“You were right, quite right in your supposition. But, by-the-by, why did you not come to the Ministry?”

A smile appeared on Tom Bob’s lips; with his usual phlegm he answered M. Havard:

“And pray, why should I have gone?”

The reply was so startling in its quiet unconcern that the Head of the Criminal Bureau was struck dumb for a moment. However, he quickly recovered his self-possession and answered back:

“Why, my dear sir, because ... because when a Minister sends for one, surely one ought to take the trouble to obey.”

But Tom Bob, quite unruffled, only shrugged his shoulders.

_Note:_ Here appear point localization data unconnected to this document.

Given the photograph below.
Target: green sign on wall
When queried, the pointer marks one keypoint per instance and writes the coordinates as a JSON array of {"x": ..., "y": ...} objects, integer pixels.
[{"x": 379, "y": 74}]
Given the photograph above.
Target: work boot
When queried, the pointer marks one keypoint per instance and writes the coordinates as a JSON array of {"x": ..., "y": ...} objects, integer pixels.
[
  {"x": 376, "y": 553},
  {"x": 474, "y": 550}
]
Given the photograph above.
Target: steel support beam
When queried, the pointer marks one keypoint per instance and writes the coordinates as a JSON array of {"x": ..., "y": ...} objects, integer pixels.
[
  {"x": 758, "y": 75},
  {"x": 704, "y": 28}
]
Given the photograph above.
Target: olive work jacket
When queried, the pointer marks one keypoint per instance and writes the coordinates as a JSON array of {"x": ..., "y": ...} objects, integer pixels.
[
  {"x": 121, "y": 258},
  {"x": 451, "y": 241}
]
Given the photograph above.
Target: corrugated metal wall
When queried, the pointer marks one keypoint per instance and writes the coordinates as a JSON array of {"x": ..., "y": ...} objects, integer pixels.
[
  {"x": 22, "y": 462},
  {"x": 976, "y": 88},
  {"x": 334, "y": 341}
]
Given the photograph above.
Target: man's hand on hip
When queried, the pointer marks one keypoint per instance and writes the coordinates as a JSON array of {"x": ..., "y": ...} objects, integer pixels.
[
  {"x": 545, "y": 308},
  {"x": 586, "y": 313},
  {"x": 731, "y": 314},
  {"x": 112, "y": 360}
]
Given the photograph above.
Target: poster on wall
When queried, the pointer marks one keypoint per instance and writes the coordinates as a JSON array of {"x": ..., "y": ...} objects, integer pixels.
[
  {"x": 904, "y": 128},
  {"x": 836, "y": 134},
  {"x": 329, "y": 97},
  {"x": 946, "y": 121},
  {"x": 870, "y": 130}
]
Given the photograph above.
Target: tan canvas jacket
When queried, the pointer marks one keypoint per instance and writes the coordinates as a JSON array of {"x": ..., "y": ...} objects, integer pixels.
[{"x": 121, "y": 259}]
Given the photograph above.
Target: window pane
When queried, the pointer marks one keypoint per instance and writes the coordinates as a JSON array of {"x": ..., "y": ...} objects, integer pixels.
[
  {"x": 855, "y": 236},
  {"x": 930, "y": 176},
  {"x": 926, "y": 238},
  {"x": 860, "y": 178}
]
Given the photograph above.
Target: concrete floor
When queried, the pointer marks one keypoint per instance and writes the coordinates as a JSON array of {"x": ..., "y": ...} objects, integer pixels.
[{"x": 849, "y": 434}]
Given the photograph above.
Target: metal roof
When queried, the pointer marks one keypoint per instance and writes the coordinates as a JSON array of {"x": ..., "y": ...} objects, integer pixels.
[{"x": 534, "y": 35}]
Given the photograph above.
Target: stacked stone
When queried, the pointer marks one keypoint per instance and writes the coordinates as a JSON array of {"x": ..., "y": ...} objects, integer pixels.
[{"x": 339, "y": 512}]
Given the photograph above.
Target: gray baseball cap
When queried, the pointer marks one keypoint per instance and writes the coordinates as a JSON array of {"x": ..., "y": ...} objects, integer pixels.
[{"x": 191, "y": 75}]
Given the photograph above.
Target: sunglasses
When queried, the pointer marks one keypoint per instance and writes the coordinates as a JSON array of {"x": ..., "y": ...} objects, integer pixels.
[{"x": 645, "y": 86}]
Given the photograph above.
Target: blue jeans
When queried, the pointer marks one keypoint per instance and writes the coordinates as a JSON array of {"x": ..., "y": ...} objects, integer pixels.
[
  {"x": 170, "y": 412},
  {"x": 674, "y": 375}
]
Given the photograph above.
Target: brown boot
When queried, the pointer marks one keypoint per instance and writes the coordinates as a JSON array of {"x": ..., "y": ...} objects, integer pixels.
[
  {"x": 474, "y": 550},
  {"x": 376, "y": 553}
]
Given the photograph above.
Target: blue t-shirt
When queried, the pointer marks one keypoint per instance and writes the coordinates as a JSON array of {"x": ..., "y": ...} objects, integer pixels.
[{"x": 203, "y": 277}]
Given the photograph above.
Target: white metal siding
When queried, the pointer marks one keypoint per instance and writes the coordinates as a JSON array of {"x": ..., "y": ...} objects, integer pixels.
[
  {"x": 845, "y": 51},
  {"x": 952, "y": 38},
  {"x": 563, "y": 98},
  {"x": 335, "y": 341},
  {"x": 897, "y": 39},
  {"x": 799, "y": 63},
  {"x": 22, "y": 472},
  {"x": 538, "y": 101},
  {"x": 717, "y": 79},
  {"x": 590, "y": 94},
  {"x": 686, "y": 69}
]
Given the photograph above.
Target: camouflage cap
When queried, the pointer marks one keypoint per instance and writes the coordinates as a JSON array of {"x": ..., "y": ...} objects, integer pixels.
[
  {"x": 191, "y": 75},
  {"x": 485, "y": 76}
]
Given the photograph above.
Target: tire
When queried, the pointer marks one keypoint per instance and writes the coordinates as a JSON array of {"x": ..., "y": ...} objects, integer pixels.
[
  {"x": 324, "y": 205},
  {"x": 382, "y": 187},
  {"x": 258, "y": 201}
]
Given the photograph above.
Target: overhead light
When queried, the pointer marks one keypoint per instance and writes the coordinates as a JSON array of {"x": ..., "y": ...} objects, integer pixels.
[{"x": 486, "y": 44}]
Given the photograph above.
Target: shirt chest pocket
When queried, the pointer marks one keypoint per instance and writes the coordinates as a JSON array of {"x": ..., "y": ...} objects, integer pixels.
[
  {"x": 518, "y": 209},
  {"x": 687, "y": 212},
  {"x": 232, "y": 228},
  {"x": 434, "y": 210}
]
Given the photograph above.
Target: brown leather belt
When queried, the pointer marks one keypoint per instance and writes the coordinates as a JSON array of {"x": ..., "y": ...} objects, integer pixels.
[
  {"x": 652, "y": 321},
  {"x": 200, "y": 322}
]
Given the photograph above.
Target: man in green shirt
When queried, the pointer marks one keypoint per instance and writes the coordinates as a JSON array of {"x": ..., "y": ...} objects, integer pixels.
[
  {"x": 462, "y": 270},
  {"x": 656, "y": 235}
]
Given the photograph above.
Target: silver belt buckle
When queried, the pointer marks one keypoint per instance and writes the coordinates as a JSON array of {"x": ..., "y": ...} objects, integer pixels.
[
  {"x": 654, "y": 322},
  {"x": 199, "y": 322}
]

Taking a cigarette from his case, he lit it without a sign of embarrassment, then:

“You think so?” he said, “well, I think the opposite! If we differ in our ideas, it is probably because you, M. Havard, are you, purely French: and I, Tom Bob, equally American.”

“Which means?”

“Which means,” concluded the detective, with his Yankee bluntness, “that having nothing to say to the Minister, I did not feel any need to go and see him, and I considered if he wanted to speak to me, that he might very well take the trouble to come as far as the Hôtel Terminus.”

Listening to this speech of the phlegmatic American, M. Havard turned first pale, then green, sorely embarrassed as he remembered they were spoken actually before the Minister’s very face. The interview was taking an unpleasant complexion and it was best to push into other matters: “Tell me, my dear Bob,” he asked by way of turning the conversation, and getting back to serious affairs, “you can guess, I take it, why I have come this morning?”